Que deviendront ces réfugiés climatiques ? La question est au cœur de négociations internationales encore balbutiantes, mais amenées à monter en puissance. La convention dite de Genève, signée en 1951, constitue le texte fondateur en matière de droit international des réfugiés. Une de ses dispositions centrales est de qualifier de « réfugiée » toute personne « craignant avec raison d’être persécutée du fait de sa race, de sa religion, de sa nationalité, de son appartenance à un certain groupe social ou de ses opinions politiques [qui] se trouve hors du pays dont elle a la nationalité ». Le Haut-Commissariat aux réfugiés (HCR) de l’ONU est chargé de mettre en œuvre cette disposition du droit international, fondatrice du droit d’asile. Mais, ainsi que le souligne Christel Cournil, juriste à l’université Paris XIII, « cette formulation juridique, pensée dans le contexte de la guerre froide principalement pour donner un statut juridique aux personnes ayant fui les régimes communistes de l’est de l’Europe, ne peut que très difficilement s’appliquer aux actuels et futurs réfugiés climatiques du XXIe siècle ».
Une pluralité de facteurs
La formulation juridiquement acceptée à l’échelle internationale du réfugié est ainsi incapable de rendre compte de la pluralité des raisons qui conduisent à fuir son domicile à l’heure du dérèglement climatique global. Il y a des cas simples, par exemple les habitants de l’Alaska qui quittent leur village à cause de la fonte du permafrost ou ceux de Vanuatu qui fuient leur île menacée de submersion. Mais, dans leur immense majorité, les réfugiés climatiques fuient à cause d’une pluralité de facteurs, dont le réchauffement n’est qu’un élément.

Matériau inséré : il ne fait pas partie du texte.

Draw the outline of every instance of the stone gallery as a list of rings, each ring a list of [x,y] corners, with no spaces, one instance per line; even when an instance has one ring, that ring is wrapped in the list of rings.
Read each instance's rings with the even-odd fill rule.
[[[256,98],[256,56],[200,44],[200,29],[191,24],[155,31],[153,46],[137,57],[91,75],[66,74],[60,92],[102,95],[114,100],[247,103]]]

Il arrive même, comme souvent avec les migrants originaires du Bangladesh (deuxième pays d’origine des migrants traversant la Méditerranée), qu’ils ne l’évoquent pas quand on les interroge sur les raisons de leur migration. Ils parlent de surpâturage, d’urbanisation incontrôlée, d’inondations dévastatrices, mais pas de climat. « Le concept de réfugié climatique est typiquement une idée du Nord, qui est moins exposé aux conséquences actuelles du réchauffement que le Sud », souligne Christel Cournil. Elle poursuit : « Au sens juridique, un réfugié est quelqu’un qui, comme le définit la convention de Genève de 1951, a franchi une frontière pour fuir une persécution politique. Par conséquent, le terme même de ‘réfugié climatique’ est peu pertinent, car on sait que l’immense majorité des gens qui fuient les conséquences du réchauffement climatique le font au sein des frontières de leur État, par exemple en quittant les campagnes pour les villes. »
Autre facteur compliquant l’application de l’actuelle définition du réfugié : il est fréquent que des personnes menacées dans leur mode de vie par les conséquences du réchauffement quittent leur logement de manière préventive, avant même d’en avoir été victimes. Dès lors, elles n’entrent plus dans la définition juridique du réfugié, car il ne s’agit plus d’une migration relevant de la catégorie des migrations forcées.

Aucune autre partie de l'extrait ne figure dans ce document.